Meeting Abstract

56.6  Sunday, Jan. 5 14:45  Orbit and Scleral Ring Measurements as Predictors of Diving Ecology BROWNE, K*; CLARKE, J; University of Texas, Austin; University of Texas, Austin katie.pyon@gmail.com

Many birds navigate two optically different media, air and water. A few species, such as penguins (Sphenisciformes) dive to depths approaching the aphotic zone of the ocean and must accommodate their vision to both the change in media and significant light attenuation. Optical properties of the eye e.g., pupil aperture and focal length, are reflected in the eye’s gross morphology and have been shown to have a strong positive correlation with osteological proxies from the orbit and scleral ring. This study combines measurements of osteological features of the eye utilized in previous studies to create a larger feature space for classification of ecology based on eye shape.
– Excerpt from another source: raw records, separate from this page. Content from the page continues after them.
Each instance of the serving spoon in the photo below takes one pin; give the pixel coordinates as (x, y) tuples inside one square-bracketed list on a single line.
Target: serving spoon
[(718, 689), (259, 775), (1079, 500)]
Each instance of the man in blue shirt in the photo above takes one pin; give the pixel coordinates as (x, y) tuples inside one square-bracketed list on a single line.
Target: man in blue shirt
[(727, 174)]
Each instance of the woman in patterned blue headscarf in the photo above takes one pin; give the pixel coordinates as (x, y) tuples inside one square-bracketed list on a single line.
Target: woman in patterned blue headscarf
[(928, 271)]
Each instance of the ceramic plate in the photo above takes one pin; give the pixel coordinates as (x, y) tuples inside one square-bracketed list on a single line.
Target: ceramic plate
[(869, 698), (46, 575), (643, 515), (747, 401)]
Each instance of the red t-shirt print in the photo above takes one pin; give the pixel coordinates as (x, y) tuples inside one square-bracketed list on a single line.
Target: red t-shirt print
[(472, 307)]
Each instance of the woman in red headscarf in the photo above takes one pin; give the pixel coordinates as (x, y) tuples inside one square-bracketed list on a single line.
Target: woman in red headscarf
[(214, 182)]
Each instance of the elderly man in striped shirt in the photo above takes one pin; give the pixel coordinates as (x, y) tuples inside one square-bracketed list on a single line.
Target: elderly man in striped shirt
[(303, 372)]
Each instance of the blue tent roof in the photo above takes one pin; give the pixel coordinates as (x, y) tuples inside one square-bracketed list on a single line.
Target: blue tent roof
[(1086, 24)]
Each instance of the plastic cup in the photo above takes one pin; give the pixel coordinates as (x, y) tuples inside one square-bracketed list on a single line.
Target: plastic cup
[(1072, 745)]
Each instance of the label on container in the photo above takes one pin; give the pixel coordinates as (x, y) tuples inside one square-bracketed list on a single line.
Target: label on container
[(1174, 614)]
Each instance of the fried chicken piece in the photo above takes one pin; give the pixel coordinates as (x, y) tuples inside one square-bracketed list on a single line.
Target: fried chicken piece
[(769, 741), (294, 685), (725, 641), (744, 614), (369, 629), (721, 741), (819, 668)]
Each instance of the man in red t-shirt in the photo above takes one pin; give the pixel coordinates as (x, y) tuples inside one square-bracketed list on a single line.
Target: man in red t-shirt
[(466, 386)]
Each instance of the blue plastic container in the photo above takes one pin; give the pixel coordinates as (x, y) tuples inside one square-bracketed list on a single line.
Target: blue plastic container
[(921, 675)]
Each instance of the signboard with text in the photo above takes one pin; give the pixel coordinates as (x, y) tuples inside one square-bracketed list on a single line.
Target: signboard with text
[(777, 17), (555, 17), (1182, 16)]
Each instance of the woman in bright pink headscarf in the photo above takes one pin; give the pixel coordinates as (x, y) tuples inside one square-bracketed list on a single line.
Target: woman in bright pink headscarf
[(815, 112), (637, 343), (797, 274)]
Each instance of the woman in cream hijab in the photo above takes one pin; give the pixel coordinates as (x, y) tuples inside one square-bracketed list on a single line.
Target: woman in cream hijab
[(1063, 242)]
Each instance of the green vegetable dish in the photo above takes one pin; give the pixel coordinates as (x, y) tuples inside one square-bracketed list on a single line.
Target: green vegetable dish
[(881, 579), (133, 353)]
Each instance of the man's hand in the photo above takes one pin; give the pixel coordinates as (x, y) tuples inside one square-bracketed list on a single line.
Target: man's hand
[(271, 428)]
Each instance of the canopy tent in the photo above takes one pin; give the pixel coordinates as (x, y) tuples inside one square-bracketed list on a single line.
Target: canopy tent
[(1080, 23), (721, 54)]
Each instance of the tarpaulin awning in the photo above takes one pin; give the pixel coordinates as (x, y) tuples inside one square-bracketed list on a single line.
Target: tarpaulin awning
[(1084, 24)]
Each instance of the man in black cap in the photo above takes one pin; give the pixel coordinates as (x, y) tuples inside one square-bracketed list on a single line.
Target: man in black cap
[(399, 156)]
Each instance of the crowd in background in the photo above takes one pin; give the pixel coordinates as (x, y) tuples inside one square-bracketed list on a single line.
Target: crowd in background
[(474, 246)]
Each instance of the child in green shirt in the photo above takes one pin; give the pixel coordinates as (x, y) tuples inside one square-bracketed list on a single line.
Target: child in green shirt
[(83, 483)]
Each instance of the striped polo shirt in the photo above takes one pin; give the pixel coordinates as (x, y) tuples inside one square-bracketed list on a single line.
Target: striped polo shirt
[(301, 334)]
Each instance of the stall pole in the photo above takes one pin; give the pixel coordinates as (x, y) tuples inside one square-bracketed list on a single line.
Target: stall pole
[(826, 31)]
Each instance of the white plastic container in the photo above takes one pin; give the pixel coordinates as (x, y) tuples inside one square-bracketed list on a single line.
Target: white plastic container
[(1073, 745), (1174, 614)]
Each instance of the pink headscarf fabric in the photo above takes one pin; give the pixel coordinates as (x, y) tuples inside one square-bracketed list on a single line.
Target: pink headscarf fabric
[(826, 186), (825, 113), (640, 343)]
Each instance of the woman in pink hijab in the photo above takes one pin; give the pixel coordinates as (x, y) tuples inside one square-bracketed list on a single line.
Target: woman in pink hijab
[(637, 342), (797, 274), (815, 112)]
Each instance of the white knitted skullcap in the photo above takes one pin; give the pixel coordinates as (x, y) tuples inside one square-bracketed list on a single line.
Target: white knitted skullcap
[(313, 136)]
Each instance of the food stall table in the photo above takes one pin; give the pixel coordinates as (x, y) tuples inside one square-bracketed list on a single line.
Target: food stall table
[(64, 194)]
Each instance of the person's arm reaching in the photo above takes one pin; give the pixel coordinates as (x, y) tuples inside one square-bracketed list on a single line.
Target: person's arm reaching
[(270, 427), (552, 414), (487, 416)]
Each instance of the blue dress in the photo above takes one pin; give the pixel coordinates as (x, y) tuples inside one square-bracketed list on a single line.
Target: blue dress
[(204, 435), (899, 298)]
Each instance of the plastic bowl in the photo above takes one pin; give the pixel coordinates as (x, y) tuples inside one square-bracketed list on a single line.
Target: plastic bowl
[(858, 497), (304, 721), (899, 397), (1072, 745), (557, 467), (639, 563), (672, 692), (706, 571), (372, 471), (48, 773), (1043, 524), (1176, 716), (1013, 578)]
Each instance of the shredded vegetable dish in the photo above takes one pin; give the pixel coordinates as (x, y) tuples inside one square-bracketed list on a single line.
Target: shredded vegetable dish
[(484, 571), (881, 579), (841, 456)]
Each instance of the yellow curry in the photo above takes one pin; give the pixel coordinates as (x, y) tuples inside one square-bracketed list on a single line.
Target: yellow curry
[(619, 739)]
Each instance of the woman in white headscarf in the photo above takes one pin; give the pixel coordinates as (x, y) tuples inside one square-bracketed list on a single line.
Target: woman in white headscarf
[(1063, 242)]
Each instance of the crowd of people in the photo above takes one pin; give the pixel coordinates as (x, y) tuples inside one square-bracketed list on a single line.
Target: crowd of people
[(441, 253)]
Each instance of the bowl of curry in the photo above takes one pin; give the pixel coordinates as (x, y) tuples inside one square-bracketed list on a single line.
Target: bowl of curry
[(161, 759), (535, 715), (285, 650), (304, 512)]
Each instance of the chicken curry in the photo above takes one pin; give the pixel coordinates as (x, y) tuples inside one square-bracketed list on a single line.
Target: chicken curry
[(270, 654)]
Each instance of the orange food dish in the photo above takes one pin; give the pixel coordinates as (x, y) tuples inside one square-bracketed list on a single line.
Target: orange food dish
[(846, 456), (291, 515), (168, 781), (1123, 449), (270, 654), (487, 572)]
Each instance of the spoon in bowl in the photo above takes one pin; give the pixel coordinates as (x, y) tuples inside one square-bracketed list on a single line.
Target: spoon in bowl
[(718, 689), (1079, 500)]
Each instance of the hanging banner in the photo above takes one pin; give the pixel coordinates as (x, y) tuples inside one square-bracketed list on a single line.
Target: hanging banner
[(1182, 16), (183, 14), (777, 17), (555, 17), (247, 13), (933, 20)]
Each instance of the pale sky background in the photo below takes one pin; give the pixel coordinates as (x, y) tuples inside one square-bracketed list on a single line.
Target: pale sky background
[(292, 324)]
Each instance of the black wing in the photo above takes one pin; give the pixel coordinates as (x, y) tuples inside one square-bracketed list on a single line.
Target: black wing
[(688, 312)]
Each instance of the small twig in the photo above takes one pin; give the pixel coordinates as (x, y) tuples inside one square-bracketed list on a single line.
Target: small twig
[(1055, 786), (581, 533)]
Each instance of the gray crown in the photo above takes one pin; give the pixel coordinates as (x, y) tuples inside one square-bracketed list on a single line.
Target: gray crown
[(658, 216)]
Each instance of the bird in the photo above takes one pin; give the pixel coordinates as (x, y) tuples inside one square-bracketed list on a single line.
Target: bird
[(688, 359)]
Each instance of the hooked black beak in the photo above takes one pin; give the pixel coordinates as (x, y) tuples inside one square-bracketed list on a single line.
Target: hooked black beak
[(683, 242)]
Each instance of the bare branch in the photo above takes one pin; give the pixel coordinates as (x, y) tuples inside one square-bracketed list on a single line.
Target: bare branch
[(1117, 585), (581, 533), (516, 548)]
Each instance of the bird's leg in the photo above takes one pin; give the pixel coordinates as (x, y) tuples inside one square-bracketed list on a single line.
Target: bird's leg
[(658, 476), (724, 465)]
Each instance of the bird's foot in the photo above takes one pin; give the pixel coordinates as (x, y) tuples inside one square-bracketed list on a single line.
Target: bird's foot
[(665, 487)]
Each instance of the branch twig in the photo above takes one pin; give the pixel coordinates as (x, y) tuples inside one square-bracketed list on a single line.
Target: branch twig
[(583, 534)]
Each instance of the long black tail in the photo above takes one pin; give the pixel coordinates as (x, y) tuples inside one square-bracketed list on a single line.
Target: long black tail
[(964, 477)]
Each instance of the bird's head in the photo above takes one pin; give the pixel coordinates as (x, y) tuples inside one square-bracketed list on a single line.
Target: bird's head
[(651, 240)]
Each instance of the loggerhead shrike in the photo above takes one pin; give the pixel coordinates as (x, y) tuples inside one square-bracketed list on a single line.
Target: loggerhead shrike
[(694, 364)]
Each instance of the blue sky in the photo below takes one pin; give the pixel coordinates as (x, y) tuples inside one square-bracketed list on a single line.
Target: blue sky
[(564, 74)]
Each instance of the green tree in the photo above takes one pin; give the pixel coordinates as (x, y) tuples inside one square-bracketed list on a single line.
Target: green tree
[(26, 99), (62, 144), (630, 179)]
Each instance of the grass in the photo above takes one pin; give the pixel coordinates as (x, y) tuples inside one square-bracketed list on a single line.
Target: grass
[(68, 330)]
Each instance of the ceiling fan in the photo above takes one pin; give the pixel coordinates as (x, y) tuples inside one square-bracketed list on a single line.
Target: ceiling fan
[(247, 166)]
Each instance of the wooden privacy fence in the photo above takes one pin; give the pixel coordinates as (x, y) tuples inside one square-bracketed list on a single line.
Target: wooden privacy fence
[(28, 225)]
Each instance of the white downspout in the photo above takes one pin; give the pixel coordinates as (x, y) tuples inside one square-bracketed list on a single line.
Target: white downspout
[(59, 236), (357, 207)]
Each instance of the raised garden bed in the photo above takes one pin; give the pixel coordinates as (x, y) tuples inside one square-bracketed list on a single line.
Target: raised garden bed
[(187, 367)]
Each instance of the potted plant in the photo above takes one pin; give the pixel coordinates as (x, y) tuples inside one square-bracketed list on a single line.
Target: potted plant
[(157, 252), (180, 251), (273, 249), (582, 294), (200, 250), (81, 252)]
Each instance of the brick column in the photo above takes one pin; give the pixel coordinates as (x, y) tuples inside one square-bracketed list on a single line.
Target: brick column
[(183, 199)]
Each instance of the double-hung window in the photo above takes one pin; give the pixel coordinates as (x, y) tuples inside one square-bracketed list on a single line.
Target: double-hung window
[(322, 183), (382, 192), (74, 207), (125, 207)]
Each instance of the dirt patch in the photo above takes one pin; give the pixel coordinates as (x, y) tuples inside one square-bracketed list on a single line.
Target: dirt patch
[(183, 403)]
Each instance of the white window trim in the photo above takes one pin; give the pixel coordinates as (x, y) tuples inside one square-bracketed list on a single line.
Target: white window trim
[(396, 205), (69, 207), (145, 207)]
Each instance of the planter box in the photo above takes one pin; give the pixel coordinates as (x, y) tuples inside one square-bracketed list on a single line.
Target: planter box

A total of 170 species were evaluated for distinct classes of eye shape, 97 of which were newly measured species of Charadriiformes, Procellariformes, and Pelecaniformes. Logistic regression and neural networks recovered diving birds as most similar to mesopic terrestrial taxa but did not recover classes by dive depth or activity pattern. Logistic regression recovers different styles of prey capture (i.e., plunge, pursuit, skimming, or wading) based on orbit and scleral ring measurements. Misclassification of dive type is most common in birds that exhibit multiple modes of prey capture. Aquatic birds are active in a wide range of conditions. Foraging both day and night and at varying water depths based on the time of year and available prey. Diverse waterbird ecology probably contributes to the lack of distinct ecological classes based on dive depth and dirunal/nocturnal activity. However, prey capture method has a sufficiently strong influence to allow classification of eye shape with minimal error.